If you've led a successful startup, then you know the feeling: There's that moment when you go from competing with no one--or just competing with other startups--to competing with large companies. Usually, it's frightening. How can you possibly outlast a mature company that has an established brand, seemingly limitless resources, and locations throughout the globe?

As it turns out, there's no need to fear a competitor who is the proverbial 800-pound gorilla. In fact, a small company can achieve significant marketing gains if consumers are aware of the competitive threat it faces from a larger organization, according to new research in the MIT Sloan Management Review by Neeru Paharia (assistant professor, the McDonough School of Business at Georgetown University), Anat Keinan (associate professor, Harvard Business School) and Jill Avery (senior lecturer, Harvard Business School). 

Here are two examples from their story: 

  • When Cold Stone Creamery, an ice cream chain with roughly 1,400 stores, moved within 50 steps of a J.P. Licks ice cream store in Newton, Mass., consumers actually rallied around J.P. Licks, which is a small local chain--and Cold Stone later closed its nearby location.
  • When a Starbucks moved next door to one location of the The Coffee Bean & Tea Leaf, a smaller chain based in Los Angeles, the sales at that particular Coffee Bean & Tea Leaf store actually shot up--so much that the owner began colocating new stores next to other Starbucks.

"These examples are not anomalies," write Paharia, Keinan and Avery. They go on to describe the key step a small business needs to take, in terms of marketing, if a large company moves into the neighborhood: create a competitive narrative in which you are up against a larger company. Following an experiment at an independent bookstore in Cambridge, Mass., the authors found that sharing such a narrative can "spur consumers to make a purchase that supports the smaller competitor."

Here's how the experiment worked: Upon entering the bookstore, 163 prospective shoppers saw one of three versions of an in-store ad. One version of the ad stressed the potency of the store's large competitors (specifically, that they "have the ability to put small businesses such as this bookstore out of business"); another version stressed its small competitors, claiming that they were other locally owned stores. A third mentioned no competition whatsoever.

Patrons then received a $5 coupon, coded by the in-store ad version they saw. Here's what happened: Shoppers were "significantly more likely to make a purchase after reading the 'large competitors' version of the in-store ad, compared to the 'small competitors' version or the no competition version," the MIT SMR reports. Not only were customers more likely to make a purchase, but they also purchased more items and spent more money at the store.

You might think this is just a bookstore thing. But the authors tested this effect--which they call "framing the game"--in other settings and product categories. They call it "framing the game," since you're framing your smaller business in the context of its larger, more powerful competition. And as it turned out, "framing the game" proved to be an effective marketing strategy in other settings too. 

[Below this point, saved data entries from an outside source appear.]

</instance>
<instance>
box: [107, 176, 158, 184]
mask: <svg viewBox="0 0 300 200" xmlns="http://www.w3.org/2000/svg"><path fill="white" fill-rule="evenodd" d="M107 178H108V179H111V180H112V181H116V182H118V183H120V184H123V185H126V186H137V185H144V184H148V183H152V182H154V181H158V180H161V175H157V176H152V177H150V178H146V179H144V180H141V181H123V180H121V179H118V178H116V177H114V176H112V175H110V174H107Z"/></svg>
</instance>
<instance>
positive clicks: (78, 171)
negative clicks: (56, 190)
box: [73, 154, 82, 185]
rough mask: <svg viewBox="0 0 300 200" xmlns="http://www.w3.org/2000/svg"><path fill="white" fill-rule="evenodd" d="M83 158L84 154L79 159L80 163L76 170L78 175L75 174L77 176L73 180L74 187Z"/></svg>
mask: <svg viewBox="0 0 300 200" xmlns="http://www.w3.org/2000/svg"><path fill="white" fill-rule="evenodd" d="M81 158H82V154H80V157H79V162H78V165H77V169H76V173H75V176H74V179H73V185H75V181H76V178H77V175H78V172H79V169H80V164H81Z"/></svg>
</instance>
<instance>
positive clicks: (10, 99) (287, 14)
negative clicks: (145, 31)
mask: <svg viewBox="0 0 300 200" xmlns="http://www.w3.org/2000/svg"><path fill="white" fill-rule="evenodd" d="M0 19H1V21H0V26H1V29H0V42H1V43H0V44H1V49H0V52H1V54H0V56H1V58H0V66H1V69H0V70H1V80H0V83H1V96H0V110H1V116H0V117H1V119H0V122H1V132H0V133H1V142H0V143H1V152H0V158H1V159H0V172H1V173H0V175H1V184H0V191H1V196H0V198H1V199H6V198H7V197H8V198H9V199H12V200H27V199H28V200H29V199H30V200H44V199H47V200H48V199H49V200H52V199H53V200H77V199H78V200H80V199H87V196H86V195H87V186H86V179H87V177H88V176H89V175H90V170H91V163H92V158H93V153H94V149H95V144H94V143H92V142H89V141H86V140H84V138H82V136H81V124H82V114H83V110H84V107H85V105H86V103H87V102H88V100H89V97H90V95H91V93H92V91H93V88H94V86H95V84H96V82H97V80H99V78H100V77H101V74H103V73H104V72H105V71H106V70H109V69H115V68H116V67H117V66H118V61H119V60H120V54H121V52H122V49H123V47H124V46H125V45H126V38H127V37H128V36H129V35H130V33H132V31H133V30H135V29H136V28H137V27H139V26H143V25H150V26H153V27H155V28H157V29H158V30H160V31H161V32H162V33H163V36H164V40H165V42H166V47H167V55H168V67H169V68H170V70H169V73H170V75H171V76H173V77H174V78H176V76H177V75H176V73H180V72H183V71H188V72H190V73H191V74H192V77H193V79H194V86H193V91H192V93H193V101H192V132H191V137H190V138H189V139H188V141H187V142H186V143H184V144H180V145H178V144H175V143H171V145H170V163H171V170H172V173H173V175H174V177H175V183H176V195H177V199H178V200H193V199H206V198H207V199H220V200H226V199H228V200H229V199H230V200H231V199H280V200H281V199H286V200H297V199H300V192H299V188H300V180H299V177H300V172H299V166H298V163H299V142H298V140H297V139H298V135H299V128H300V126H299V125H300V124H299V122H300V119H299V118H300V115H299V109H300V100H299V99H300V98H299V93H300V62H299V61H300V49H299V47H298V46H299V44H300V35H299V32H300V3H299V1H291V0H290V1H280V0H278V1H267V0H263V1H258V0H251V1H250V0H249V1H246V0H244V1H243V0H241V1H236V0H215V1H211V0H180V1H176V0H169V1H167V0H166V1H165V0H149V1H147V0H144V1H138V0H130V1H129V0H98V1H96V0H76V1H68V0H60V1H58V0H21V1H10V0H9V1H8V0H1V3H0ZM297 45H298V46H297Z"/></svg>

For example, in one of the other studies they conducted, the authors asked participants to assess two hypothetical rival tire shops under three conditions: a small shop vs. a large one, a small one vs. another small one, or a large one vs. other large competitors. The result? "While participants indicated no preference for the small or large shop when it was competing against a competitor of similar size, the small vs. large competitive context elicited a strong preference for the small rather than large shop," they write.

The message is clear: When it comes to marketing, emphasize your underdog status. Customers love supporting an underdog. What's especially inspiring is that "underdog" is not necessarily synonymous with small. For example, Jim Koch, the founder and chairman of the Boston Beer Company, makers of Samuel Adams beer, has "framed the game" with claims that "Anheuser-Busch spills more beer than we make," note the authors.

The authors conclude: "Despite the objective reality that Sam Adams is by now a well-known brand, Koch deftly reframes the competitive game to benefit the Sam Adams brand. What drives the framing-the-game effect is not absolute size but consumers’ perceptions that a brand is smaller than its larger competitor."